Insurer boss reveals cost of Solvency II
RSA Group chief executive Simon Lee says his company has no interest in making another offer to buy Aviva’s general insurance business.
Lee said the insurer is instead looking to expand overseas and would only consider bolt-on acquisitions.
Lee took over as group boss last year but was part of the management team whose £5bn approach was rejected by Aviva in August 2010.
“The chapter is closed on that. We thought at the time that it was the right thing to do,” Lee said in an interview with the Telegraph.
“It would have been three big in-market consolidations in the UK, Ireland and Canada and we thought we would have been able to drive significant value from that, but Aviva weren’t interested so we decided it wasn’t something that we should pursue.”
Lee is aiming to place 70% of RSA’s business outside of the UK by 2014 (currently 63%), a year ahead of plan.
He refused to speculate that RSA could make another transformational offer. “We’re very much going on the basis that our approach is bolt-on acquisitions.

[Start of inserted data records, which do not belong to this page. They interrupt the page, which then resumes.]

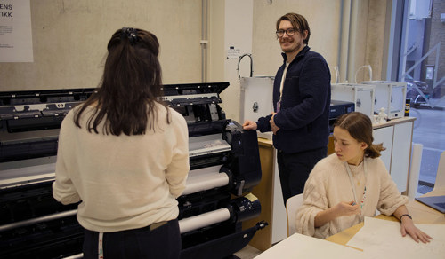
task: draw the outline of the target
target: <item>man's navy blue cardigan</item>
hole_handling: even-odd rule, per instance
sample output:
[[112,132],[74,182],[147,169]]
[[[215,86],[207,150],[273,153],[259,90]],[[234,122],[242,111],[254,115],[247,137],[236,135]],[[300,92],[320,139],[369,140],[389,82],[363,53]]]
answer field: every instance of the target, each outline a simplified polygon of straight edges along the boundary
[[[273,83],[273,107],[277,111],[279,86],[287,59],[279,68]],[[325,59],[305,46],[289,64],[283,86],[280,111],[274,122],[279,127],[273,135],[273,145],[286,153],[312,150],[328,145],[331,75]],[[256,122],[261,132],[271,131],[271,115]]]

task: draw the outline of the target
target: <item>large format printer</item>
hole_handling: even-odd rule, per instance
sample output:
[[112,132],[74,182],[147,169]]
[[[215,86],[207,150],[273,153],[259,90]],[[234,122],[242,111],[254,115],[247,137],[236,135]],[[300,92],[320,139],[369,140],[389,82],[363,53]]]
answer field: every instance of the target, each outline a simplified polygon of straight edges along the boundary
[[[248,193],[261,180],[255,130],[225,118],[219,94],[228,82],[164,86],[162,101],[187,121],[190,171],[178,198],[182,258],[223,258],[243,248],[259,222]],[[52,195],[59,129],[94,89],[0,92],[0,258],[82,258],[77,204]]]

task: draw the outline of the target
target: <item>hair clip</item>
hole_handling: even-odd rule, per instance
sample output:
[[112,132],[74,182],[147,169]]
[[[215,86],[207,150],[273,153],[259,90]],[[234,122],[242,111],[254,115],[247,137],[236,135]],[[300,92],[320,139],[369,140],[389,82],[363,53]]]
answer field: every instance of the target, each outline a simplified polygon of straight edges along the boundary
[[128,41],[130,42],[130,45],[134,46],[138,41],[138,36],[136,35],[136,32],[137,30],[135,28],[123,27],[120,38],[121,39],[127,38]]

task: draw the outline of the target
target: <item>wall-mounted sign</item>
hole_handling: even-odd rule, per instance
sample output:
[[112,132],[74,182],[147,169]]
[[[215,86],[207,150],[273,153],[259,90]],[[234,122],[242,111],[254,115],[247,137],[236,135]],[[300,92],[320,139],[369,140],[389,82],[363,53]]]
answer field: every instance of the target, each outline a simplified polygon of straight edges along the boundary
[[29,0],[0,0],[0,62],[33,61]]

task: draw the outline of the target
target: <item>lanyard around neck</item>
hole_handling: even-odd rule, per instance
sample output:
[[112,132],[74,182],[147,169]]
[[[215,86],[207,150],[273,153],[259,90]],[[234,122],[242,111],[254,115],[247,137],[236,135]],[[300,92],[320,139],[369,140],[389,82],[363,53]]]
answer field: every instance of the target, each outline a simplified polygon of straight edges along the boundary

“We’re looking to expand more overseas and an Aviva acquisition would actually see us double-up in the UK. I’m not sure that’s the right thing to do, given some of the difficulties in the UK market. Back then we were pretty confident we would have been able to do it, but I think the market conditions today are very different.”
Lee also estimated that RSA’s cost for complying with Solvency II, earmarked for January 2014, will exceed £100m.